Results: The study included 69 patients (26 women) with a median age of 38.0 (IQR 30.0-46.2) years at radiotherapy completion. Gliomas were the most common neoplasm (n=38), followed by meningiomas (n=17), pinealomas (n=6), medulloblastomas (n=5) and ‘other’ brain tumours (n=3). Median total delivered radiotherapy dose was 54 (IQR 54-60) Gray. The prevalence of hypopituitarism was 26/69 (38%) after a median of 50 (IQR 29-76) months follow up. Thirty-nine patients had baseline pituitary function testing and an SST while 30 patients had baseline pituitary function testing and dynamic GH assessment.
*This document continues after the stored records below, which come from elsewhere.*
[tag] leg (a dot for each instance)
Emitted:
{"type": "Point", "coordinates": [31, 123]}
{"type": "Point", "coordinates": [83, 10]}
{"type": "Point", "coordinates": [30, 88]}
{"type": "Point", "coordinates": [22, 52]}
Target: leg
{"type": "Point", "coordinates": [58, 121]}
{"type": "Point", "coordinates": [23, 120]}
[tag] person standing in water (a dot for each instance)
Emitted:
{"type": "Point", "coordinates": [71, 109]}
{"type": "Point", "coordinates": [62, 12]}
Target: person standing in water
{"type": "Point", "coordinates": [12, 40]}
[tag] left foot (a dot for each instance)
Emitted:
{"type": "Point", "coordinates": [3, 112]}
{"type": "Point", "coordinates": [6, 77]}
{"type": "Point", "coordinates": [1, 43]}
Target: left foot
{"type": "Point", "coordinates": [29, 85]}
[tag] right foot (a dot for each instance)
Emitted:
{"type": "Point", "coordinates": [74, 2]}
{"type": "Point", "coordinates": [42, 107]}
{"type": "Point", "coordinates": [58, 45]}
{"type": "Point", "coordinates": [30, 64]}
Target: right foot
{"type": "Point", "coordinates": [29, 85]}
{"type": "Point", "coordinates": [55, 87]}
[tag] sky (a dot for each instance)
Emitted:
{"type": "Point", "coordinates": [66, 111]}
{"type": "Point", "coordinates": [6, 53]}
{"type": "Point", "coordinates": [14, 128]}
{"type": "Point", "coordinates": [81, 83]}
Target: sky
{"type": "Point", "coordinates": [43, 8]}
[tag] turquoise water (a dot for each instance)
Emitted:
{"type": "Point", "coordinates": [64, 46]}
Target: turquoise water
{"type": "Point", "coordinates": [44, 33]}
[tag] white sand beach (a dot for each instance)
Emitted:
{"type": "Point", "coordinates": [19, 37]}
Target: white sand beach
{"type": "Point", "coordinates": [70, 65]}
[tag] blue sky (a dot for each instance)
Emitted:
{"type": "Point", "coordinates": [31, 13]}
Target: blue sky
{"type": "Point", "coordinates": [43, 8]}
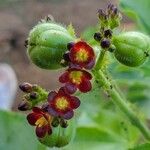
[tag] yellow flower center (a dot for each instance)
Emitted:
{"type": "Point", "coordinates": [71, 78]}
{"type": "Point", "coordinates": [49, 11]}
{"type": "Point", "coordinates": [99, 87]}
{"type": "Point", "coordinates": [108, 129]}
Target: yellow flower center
{"type": "Point", "coordinates": [41, 122]}
{"type": "Point", "coordinates": [82, 55]}
{"type": "Point", "coordinates": [76, 77]}
{"type": "Point", "coordinates": [61, 103]}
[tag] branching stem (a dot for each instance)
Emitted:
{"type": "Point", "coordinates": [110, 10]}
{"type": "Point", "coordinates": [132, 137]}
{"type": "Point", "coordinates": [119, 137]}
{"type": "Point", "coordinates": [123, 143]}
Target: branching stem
{"type": "Point", "coordinates": [117, 99]}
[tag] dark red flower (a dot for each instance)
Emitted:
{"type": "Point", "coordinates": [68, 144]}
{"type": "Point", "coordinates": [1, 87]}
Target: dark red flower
{"type": "Point", "coordinates": [82, 54]}
{"type": "Point", "coordinates": [76, 78]}
{"type": "Point", "coordinates": [42, 121]}
{"type": "Point", "coordinates": [62, 104]}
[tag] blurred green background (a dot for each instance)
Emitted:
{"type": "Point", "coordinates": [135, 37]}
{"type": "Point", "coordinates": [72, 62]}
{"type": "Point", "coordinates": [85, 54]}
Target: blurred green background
{"type": "Point", "coordinates": [101, 126]}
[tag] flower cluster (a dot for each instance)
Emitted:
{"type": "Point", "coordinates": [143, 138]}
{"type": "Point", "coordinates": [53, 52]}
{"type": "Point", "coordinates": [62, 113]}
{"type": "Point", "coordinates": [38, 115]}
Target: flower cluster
{"type": "Point", "coordinates": [109, 19]}
{"type": "Point", "coordinates": [60, 104]}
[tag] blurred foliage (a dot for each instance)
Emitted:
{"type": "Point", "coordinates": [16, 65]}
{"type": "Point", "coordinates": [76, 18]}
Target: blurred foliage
{"type": "Point", "coordinates": [100, 124]}
{"type": "Point", "coordinates": [142, 147]}
{"type": "Point", "coordinates": [16, 134]}
{"type": "Point", "coordinates": [137, 10]}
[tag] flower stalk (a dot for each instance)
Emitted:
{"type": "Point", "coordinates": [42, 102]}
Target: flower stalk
{"type": "Point", "coordinates": [117, 99]}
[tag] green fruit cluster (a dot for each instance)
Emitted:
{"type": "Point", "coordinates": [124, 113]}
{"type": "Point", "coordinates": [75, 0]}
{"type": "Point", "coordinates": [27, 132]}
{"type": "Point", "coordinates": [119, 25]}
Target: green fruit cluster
{"type": "Point", "coordinates": [132, 48]}
{"type": "Point", "coordinates": [47, 42]}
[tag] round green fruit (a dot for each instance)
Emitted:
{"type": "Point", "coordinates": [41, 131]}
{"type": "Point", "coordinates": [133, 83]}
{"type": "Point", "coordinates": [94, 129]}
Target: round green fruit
{"type": "Point", "coordinates": [131, 48]}
{"type": "Point", "coordinates": [47, 42]}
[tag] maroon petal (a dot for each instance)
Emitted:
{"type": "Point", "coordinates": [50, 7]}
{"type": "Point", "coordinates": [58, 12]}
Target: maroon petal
{"type": "Point", "coordinates": [51, 96]}
{"type": "Point", "coordinates": [68, 115]}
{"type": "Point", "coordinates": [87, 75]}
{"type": "Point", "coordinates": [90, 65]}
{"type": "Point", "coordinates": [49, 129]}
{"type": "Point", "coordinates": [52, 112]}
{"type": "Point", "coordinates": [70, 88]}
{"type": "Point", "coordinates": [74, 66]}
{"type": "Point", "coordinates": [32, 118]}
{"type": "Point", "coordinates": [85, 86]}
{"type": "Point", "coordinates": [64, 77]}
{"type": "Point", "coordinates": [75, 102]}
{"type": "Point", "coordinates": [37, 110]}
{"type": "Point", "coordinates": [41, 131]}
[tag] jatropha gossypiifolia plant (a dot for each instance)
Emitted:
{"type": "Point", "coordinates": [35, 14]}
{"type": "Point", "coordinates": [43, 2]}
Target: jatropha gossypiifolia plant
{"type": "Point", "coordinates": [52, 46]}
Nineteen of the thirty patients (63.3%) who underwent dynamic GH assessments had GH deficiency. All these patients had normal IGF-1 levels at the time of diagnosis. The risk of adrenocorticotrophic hormone (ACTH), gonadotropin, and thyroid stimulating hormone (TSH) deficiency was 17/69 (24.6%), 10/69 (14.5%) and 6/69 (8.7%), respectively. Five patients out of 69 (7.2%) developed panhypopituitarism. Fifty-two percent (36/69) of patients exhibited hyperprolactinaemia at their most recent assessment. Spearman’s rank identified significant positive correlations between time interval following radiotherapy and the risk of developing any hormone deficiency (r_s=0.27, P=0.03), gonadotropin (r_s=0.37, P=0.002), TSH (r_s=0.26, P=0.03) but not GH or ACTH deficiency.

Conclusion: This study demonstrated a high prevalence of hypopituitarism in adult-onset non-pituitary brain tumour survivors treated with IMRT. Almost two-fifths developed hypopituitarism at a median of 50 months follow up. The evolution of hypopituitarism occurred in a time-dependent fashion. Long-term systematic endocrine surveillance is crucial to enable timely diagnosis and treatment of hormone deficits, with the aim of optimising quality of life and preventing hypopituitarism-related complications in this patient cohort.